Understanding 'risk'

Absolute and relative risk

There are two main ways that scientists present risks to the public - absolute risk and relative risk.

Absolute risk is defined as the chance of a person developing a specific disease over a specified time-period. For example, a woman's lifetime absolute risk of breast cancer is one in nine. That is to say, one woman in every nine will develop breast cancer at some point in their lives.

Absolute risk can also be expressed as a percentage (e.g. a woman's absolute risk of breast cancer can be written as 11 per cent instead of one in nine) or as a decimal (one in nine becomes 0.11).

Relative risk is used to compare risk in two different groups of people. For example, in 2002, Cancer Research UK researchers found that women who drank alcohol were at slightly increased risk of developing breast cancer compared with women who didn't drink alcohol. The study showed that, if we call a non-drinker's breast cancer risk '1', then a woman who drinks around two or three units of alcohol per day has a relative risk of 1.13.

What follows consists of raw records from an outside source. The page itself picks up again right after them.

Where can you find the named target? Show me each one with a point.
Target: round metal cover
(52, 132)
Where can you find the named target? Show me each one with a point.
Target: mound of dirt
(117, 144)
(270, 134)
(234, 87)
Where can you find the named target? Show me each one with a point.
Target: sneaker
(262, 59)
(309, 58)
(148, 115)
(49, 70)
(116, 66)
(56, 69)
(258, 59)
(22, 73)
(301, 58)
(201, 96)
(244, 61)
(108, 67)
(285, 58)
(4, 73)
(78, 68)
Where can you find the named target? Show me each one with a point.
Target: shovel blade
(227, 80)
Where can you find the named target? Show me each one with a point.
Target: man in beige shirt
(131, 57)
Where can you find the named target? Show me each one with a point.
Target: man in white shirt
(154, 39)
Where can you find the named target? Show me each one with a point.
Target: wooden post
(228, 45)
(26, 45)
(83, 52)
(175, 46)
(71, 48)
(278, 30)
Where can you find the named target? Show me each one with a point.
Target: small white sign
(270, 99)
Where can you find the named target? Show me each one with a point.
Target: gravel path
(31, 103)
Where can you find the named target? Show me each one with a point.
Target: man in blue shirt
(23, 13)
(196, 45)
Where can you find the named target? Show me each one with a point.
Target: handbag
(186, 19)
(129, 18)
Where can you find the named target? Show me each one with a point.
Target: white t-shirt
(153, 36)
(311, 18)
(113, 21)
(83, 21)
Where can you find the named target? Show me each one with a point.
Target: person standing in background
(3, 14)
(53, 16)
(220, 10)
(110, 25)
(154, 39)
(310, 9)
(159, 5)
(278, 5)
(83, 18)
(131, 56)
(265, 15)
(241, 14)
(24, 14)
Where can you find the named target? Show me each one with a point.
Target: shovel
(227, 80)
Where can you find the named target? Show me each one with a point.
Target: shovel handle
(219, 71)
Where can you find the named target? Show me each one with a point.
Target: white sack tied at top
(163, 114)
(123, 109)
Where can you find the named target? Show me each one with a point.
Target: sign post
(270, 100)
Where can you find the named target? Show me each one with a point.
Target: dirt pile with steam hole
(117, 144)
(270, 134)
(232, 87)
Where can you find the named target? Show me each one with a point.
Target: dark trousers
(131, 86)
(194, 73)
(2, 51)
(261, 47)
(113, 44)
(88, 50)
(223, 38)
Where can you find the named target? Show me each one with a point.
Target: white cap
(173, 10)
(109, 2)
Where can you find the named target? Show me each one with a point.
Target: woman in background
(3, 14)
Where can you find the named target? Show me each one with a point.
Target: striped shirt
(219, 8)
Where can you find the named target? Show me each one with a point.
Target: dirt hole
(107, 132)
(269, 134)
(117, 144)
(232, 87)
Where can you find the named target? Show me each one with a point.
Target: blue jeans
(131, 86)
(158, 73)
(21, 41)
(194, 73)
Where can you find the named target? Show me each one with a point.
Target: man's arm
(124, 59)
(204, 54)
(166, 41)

What does 'increase in risk' really mean?

Looking at the example above, we can see that women who drink two or three units of alcohol a day have a increase in their chances of developing breast cancer from 1 ('normal' risk) to 1.13, compared with women who drink nothing at all. But how should we react to this figure? Is this a 'big' increase in risk?

Remember that a woman's absolute lifetime risk of breast cancer is 11 per cent. An increase in realtive risk from 1 to 1.13 can also be thought of as a 13 per cent increase in relative risk. But this 13 per cent increase in relative risk is 13 per cent of 11 per cent, or 1.43 per cent.

This means that a woman who drinks two units of alcohol per day has an absolute lifetime risk of 12.43 per cent (because 11 + 1.43 = 12.43), assuming she continues to drink at the same rate. Another way to say this is that women who drink two or three units of alcohol per day have a lifetime risk of breast cancer of one in eight, rather than one in nine (assuming they live to the age of 85).

Usually a scientific paper, news report or press release will make it clear whether it is talking about relative or absolute risk, but it is worth bearing in mind the difference between the two when reading stories about health risk factors.